Wiedmer: Could Major League Baseball sweep itself to the curb?

AP photo by Elise Amendola / Young baseball fans seeking autographs react with disappointment after being told by a player he couldn't sign prior to a spring training game between the Baltimore Orioles and the Atlanta Braves on March 10 in Sarasota, Fla.
AP photo by Elise Amendola / Young baseball fans seeking autographs react with disappointment after being told by a player he couldn't sign prior to a spring training game between the Baltimore Orioles and the Atlanta Braves on March 10 in Sarasota, Fla.

Back on March 25, the nation still coming to grips with the coronavirus pandemic, an imploding economy and a world suddenly devoid of organized sports of any kind, Major League Baseball commissioner Rob Manfred told ESPN the following:

"The one thing I know for sure is baseball will be back. Whenever it's safe to play, we'll be back. Our fans will be back, our players will be back, and we will be part of the recovery, the healing in this country."

Really?

REALLY?

OK, so anyone can make a reasonable argument about whether or not it's safe to play anything that involves as many as two people forced to share space in close quarters. And you can't get much closer than a baserunner and first baseman standing next to each other at the bag. And what about the occasional tag at home plate? No social distancing there.

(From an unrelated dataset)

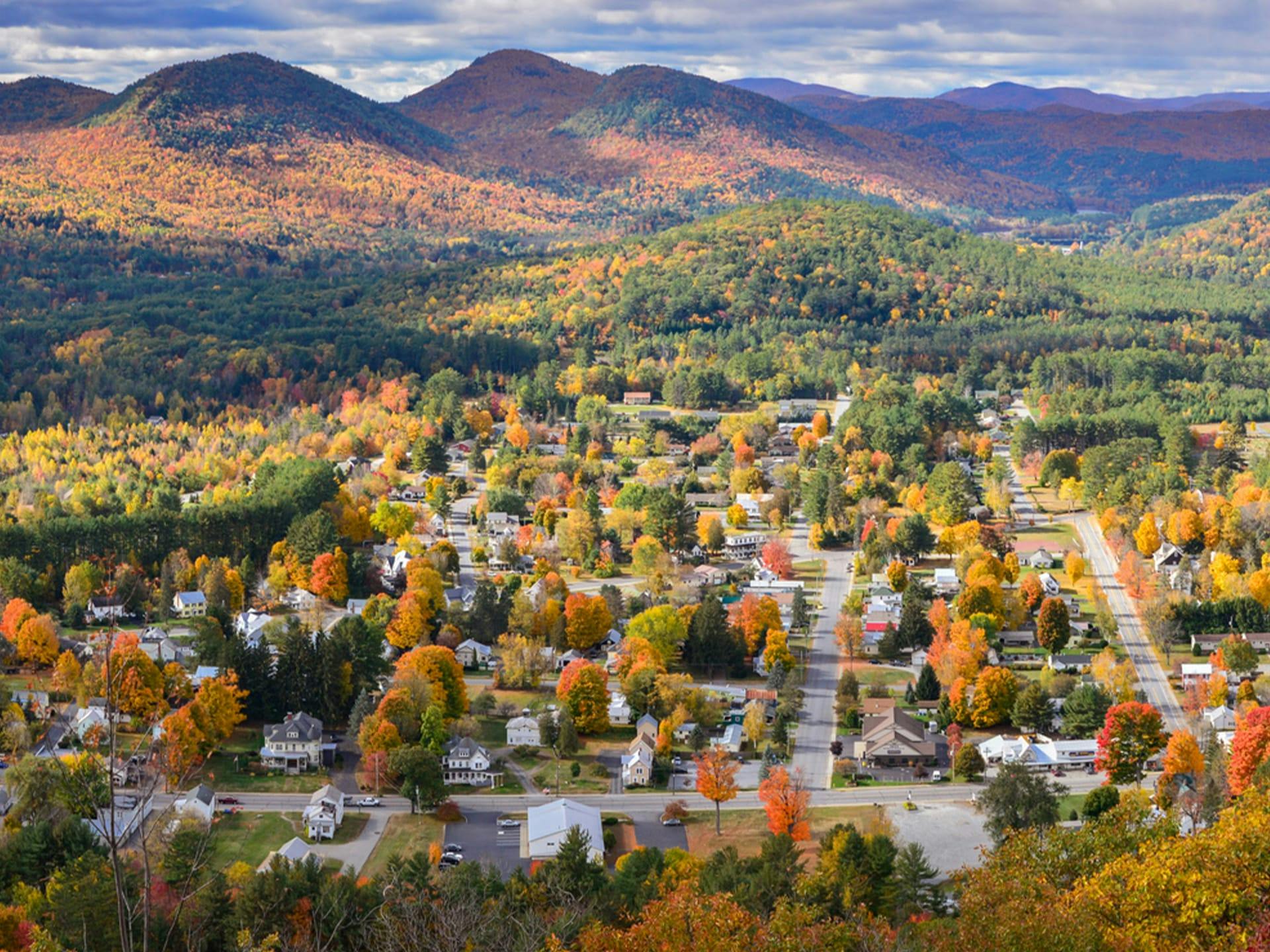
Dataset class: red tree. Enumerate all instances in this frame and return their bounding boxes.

But this ongoing feud between MLB's owners and players that now appears to be threatening the season isn't really about player and umpire safety. It's about greed, plain and simple. And both sides are guilty of it.

Which is why Manfred, even though the owners of MLB's 30 teams pay his salary, should side with neither the owners nor the players' union, but rather the fans, who justifiably have next to zero sympathy for either side in this pathetic tug-of-war.

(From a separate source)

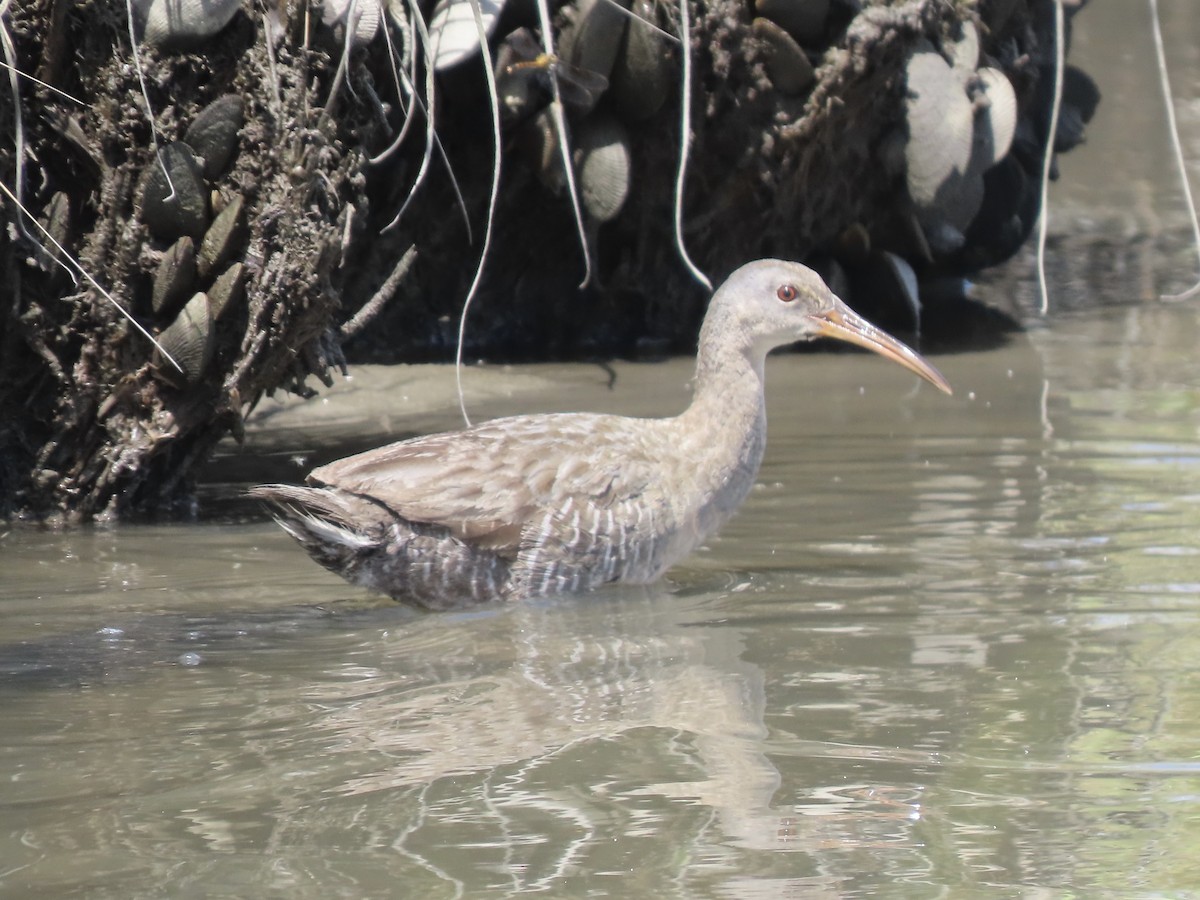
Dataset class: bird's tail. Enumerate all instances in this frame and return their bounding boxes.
[248,485,384,583]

Forget prorated salaries and postseason television revenue. Forget that there's almost no way that the quality of the product on the field will mirror past seasons, because spring training will be pretty much cut in half and the regular season might last no more than 70 games.

Instead - because the owners and the players don't seem to care about them - Manfred must, at least this once, focus on the fans and what they've been through and are continuing to go through.

If all we'd had to fear was the fear of COVID-19 itself these past three months, that would have been reason enough for baseball's billionaire owners and millionaire players to give the fans a break.

But it's now become so much more than that. We have never seen systemic racism cause more of a national open wound than right now following the senseless, appalling deaths of African Americans George Floyd, Breonna Taylor and Rayshard Brooks at the hands of law enforcement. The return of baseball won't and shouldn't distract from those atrocities, but it could ever so slightly ease tensions here and there for a few hours at a time.

Beyond that, when the unemployment rate has gone from less than 4% at the dawn of March to more than 13% today - a jump of roughly 300% in a little more than 12 weeks - the sympathy is below zero for grown men having to get by on even 70% of their multimillion-dollar salaries while playing a kid's game.

Put another way, while the players concern themselves with downsizing from Ruth's Chris Steakhouse to Outback, the average American is adjusting to generic mac-n-cheese instead of Kraft.

A strong commissioner would be hammering that point home on an hourly basis to players and owners alike. Manfred, on the other hand, seems incapable of such leadership.

Instead, he told the media less than a week ago: "We're going to play baseball in 2020, 100%," then backtracks on Monday night, confiding to ESPN, "I'm not confident (we can play). I think there's real risk; and as long as there's no dialogue, that real risk is going to continue. It's just a disaster for our game."

That it is. It's everything the average American already hates about the sports he or she otherwise loves. The greed. The tone-deafness. The notion that the fans - much less those hard-working, faceless folks who clean the stadiums, sell the concessions, work security and such for wages that are often the difference between living above or below the poverty line - mean nothing. Absolutely nothing.

What should scare the heck out of both the owners and the players, as well as Manfred, is that the times they are a-changing. At warp speed. If the #BlackLivesMatter movement has taught us anything the past couple of weeks, it's the power to deliver rapid change when properly mobilized.

Should baseball fans revolt in large numbers by refusing to watch the games on television that they're probably not going to be allowed to attend, then continue to boycott them when stadiums open, baseball could find itself bankrupt, or at the very least, its players working for pennies on the dollar.

What's the great line from the Coldplay song "When I Ruled the World"?: "(I) sweep the streets I used to own."

The masses are learning they can change the narrative in a hurry when pushed too far. And it's not like we all aren't already moving on to other things in sports' absence.

We may still hurt inside and out for the return of our favorite sport, whatever that may be. But baseball hasn't ruled our sports world for decades. It's past time for America's Pastime to begin to get back on the field this season, lest it throw itself into a tailspin that might take years to recover from, if ever.

To return to a portion of Manfred's quote from March 25: "We will be part of the recovery, the healing in this country."

Right now, the owners and the players are not just part of the problem, they're the whole problem. The only healing they're doing is curing their fans of their love of baseball. And just in case they need to be reminded, sweeping streets doesn't pay nearly as well as owning them.